Now the largest-ever map of the universe by volume, the project reveals what can be achieved using scrap data.
By Adrianna Nine
An illustration of a quasar jet
Credit: NASA/CXC/M.Weiss

Astronomers have mapped the universe's quasars in unprecedented detail thanks to a ream of accidental observations from the Gaia observatory. The new "3D catalog" is expected to offer researchers fresh insight into dark matter, cosmic expansion, and the distribution of material throughout the universe

The European Space Agency's Gaia spacecraft is designed to capture precise three-dimensional images of the Milky Way. But sometimes, the observatory's billion-pixel camera captures data from outside our galaxy—namely, quasars and other galaxies. For most Gaia-related projects, these observations might be considered scrap data or noise polluting a research team's target image. But one scientist's trash is another scientist's treasure, and one international research team found the value hidden in Gaia's 6.6 million potential quasar findings. 
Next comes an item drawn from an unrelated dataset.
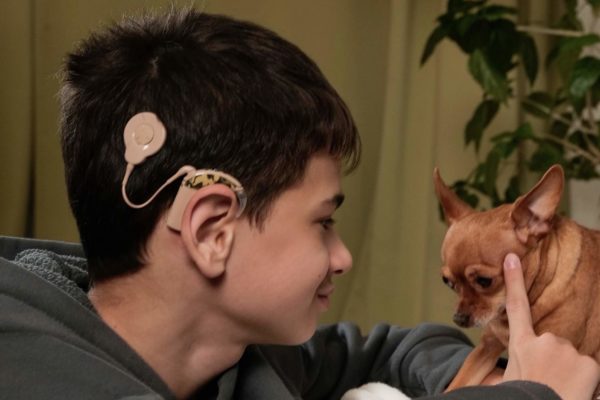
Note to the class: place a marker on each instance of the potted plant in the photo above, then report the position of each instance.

A graph showing the distribution of quasars in the observable universe.
The universe's quasars, organized by galactic coordinates. Credit: Storey-Fisher et al, The Astrophysical Journal/10.3847/1538-4357/ad1328

Astronomers at New York University, Spain's Donostia International Physics Center, and Germany's Max Planck Institute for Astronomy compared Gaia's accidental quasar data with existing unWISE observations. By reprocessing WISE (Wide-field Infrared Survey Explorer survey) data to achieve improved depth and spatial resolution, unWISE researchers mapped and cataloged roughly two billion space objects. Comparing Gaia's findings with the unWISE catalog allowed the team to reduce the number of "contaminants" in Gaia's aggregate data. This ultimately filtered Gaia's findings to 1,295,502 actual quasars, according to a paper published Monday in The Astrophysical Journal.

The resulting quasar catalog isn't the biggest by quantity, but it's "the catalog with the largest total volume of the universe mapped," according to astrophysicist and catalog co-creator David Hogg. Hogg and his colleague, postdoctoral researcher and lead study author Kate Storey-Fisher, told Phys.org the catalog is already sparking new science "from the initial density fluctuations that seeded the cosmic web…to the motion of our solar system through the universe."

Quasars are often found at the center of galaxies, which are surrounded by dark matter. This mysterious, invisible matter influences how galaxies form and evolve, affecting the supermassive black holes that power quasars. By studying the distribution of quasars across this 3D map, astronomers will hopefully gain new insight into how dark matter works—and exactly what it is.